Witte und Boabdil nahmen dem lieben Gott dies Tauwetter sehr übel, der Bub wegen der zerstörten Eisbahn, der Hund, weil jeder seine ewig schmutzigen Pfoten mit häßlichen Reibetüchern verfolgte. In ihrem Mißvergnügen stifteten die zwei wenig Nutzen. Jakobe hatte ihre liebe Not. Zudem war der Geheimrat gereizt und verschlossen, denn Heinz wich ihm aus, wo er nur konnte. Simon Gottesdank schüttelte den Fuchskopf und zog die Schirlitz in allerlei dunkle Winkel zu vertraulicher Mitteilung. Die graue Maus huschte wieder.

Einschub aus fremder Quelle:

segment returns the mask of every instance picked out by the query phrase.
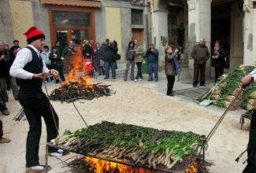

Philipp Emanuel Williguth machte seinen Morgenspaziergang. Scharf stampfte er auf, daß unter der dünnen Eishaut der Nacht das Wasser hochfuhr. Von den Hängen sickerten schmale Wässerlein, überall begann ein Rinnen und Rieseln, als die Sonne sich über den knofpenstarren Ästen hochhob. In lichthellen Winkeln stand das erste Grün. Winterlenz ging durchs Land.

Aber die großen grauen Augen Philipp Emanuels schauten verdrießlich in diese vorschnelle Geschäftigkeit. Der Frost hatte an einer uralten Linde die Borke gesprengt, daß der lichte Bast wie nacktes Fleisch aus Lumpen klaffte. Der Geheimrat stieß den Stock in den Spalt, wie in dumpfem Zorn, der blind anspringt. Um den Mund stand ein grimmiges Lächeln. Sein Wille griff jetzt rechts und links daneben. Grämlich hockte sein Junge im Haus und kapselte sich immer mehr in widerwillige Einsamkeit ein. Er tat knapp, was man von ihm verlangte, und verkroch sich gleich wieder in trotziges Schweigen, aus dem er mit seinem schwertscharfen Spott hervorstach, wenn man ihn aufrütteln wollte.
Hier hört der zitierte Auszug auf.